Contrasting all four tables suggests five implications about the performance of the five selection methods:
1) There is little reason to expect any dominance at all between the three models. And yet II dominates quite often.
2) Mostly II dominates III. This is important since there are different “flavors” of unit root test, which either include or exclude a trend term. There is little theoretical reason to choose between them, but here there is a finite sample reason.
3) The selection criteria perform best in II. In two thirds of cases it yields the correct fit the most often (an unusual result with three possible models).
4) In many cases, the choice of model leads to larger differences between specific criterions, than the choice between the criteria themselves.
5) Otherwise, the performance of the simulations is consistent with earlier work: large autoregressive roots are easier to detect, RVC is least parsimonious, SBC is most parsimonious, etc.
These results suggest an interesting methodology.
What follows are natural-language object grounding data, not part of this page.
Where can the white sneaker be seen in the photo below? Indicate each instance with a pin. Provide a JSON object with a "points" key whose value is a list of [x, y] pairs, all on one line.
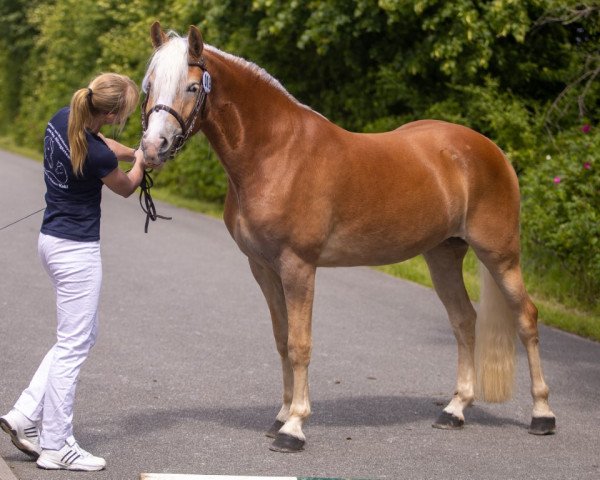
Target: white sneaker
{"points": [[23, 432], [70, 457]]}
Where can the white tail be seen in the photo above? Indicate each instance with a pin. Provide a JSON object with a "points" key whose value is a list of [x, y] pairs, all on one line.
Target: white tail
{"points": [[495, 335]]}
While most economic analysis presumes unit roots are in the data, these results suggest that this should not be imposed for lag length selection. In short, use a mildly incorrect model at this stage.
The performance of lag selection methodologies when the true process has a unit root is investigated. Additionally, the researcher may have mistaken the unit root process for the nearly observationally equivalent deterministic trend process. Many applications (e.g. unit root tests) require the specification of a lag structure when the true trend structure is unknown. Hall [1994] was the first to show that unit root tests perform better when lag selection methodologies are used prior to the actual test. However, he assumed that the researcher knew a priori that the true trend process was a unit root when choosing the lag length. This is unlikely, and a more realistic situation is examined here.
Imposing the correct assumption delivers the best performance only when both the autoregressive roots and the residual variance are large. This is also the data generating process that performs the best for all of the methods. We suggest that this is an unusual characterization of most data generating processes.
The likelihood ratio tests perform very poorly relative to selection criteria when the autoregressive roots are large, and variance is small. This suggests that some care must be taken in applying this method to smooth series such as price indices.
Imposing the (true) unit root restriction, even though this will increase efficiency, does not improve the performance of either the criteria, or the likelihood ratio tests. Further, there is never a large loss in the percent of correct fits when an incorrect model is estimated, and often a gain when the model is estimated in levels without a trend. Why is this so? A conjecture is because efficiency is a qualitative statement about estimation, while lag selection is a comparative process in which the qualitative failings of a particular model may wash out.
In the absence of further evidence these results suggest that lag selection should always be done with the data in levels, even if a unit root is suspected. Further, there is little to lose by adding a deterministic trend to the model, even when this assumption is false. This suggests the need for a parallel examination of the performance of models with deterministic trends when these may be misspecified.